Pékin change à vitesse grand V, les hutong disparaissent semaine après semaine pour donner place à d'énormes blocs de bâtiments vitrés, les voitures privées ont depuis le SARS complètement pris possession de la rue, de nouveaux restaurants excellents, aménagés et décorés avec goût, ouvrent chaque mois, les rues de Sanlitun ont, avec leurs cafés-terrasses, pris un cachet européen, les bords du lac Hou Hai dépassent le soir le quartier Lan Kwai Fong de Hong Kong en nombre et en animation. Tous les soirs, une jeunesse pékinoise vient s'affaler dans ses canapés et divans sortis sur les bords du lac.

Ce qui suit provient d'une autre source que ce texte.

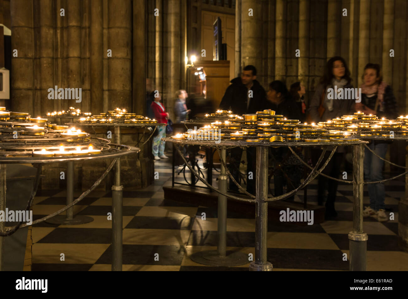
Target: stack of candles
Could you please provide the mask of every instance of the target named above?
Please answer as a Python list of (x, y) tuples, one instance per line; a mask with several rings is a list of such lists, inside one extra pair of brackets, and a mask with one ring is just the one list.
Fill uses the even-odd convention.
[(67, 156), (80, 156), (86, 155), (96, 155), (101, 153), (100, 150), (94, 149), (92, 145), (88, 148), (82, 149), (78, 146), (74, 150), (66, 151), (63, 146), (60, 146), (59, 151), (47, 151), (43, 148), (41, 151), (35, 151), (33, 152), (33, 156), (39, 157), (66, 157)]

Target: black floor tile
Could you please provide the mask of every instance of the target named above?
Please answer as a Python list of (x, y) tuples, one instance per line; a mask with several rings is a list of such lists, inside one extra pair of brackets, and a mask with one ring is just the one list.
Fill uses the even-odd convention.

Et pourtant, malgré tous ces changements, l'offre culturelle de Pékin en cinéma, spectacles et expositions reste d'une grande pauvreté. Les musées sont tout aussi poussiéreux qu'il y a 20 ans, le jazz a du mal à survivre, les galeries sont rares par rapport à la taille de la cité. L'offre culturelle internationale à Pékin, comparée à celle de Hong Kong qui regorge de festivals de danse, de cinéma, de théâtre et de musique, est squelettique. La culture existe pourtant, nul ne saurait le nier quand l'on parle avec les Pékinois, mais il faut la chercher ailleurs, dans les marges de la cité. Elle déserte la scène officielle, rendue exsangue par les censeurs, et s'exprime de façon indépendante dans les interstices d'un système rigide qui laisse cependant prospérer en dehors de son contrôle toute une activité culturelle à demi-souterraine.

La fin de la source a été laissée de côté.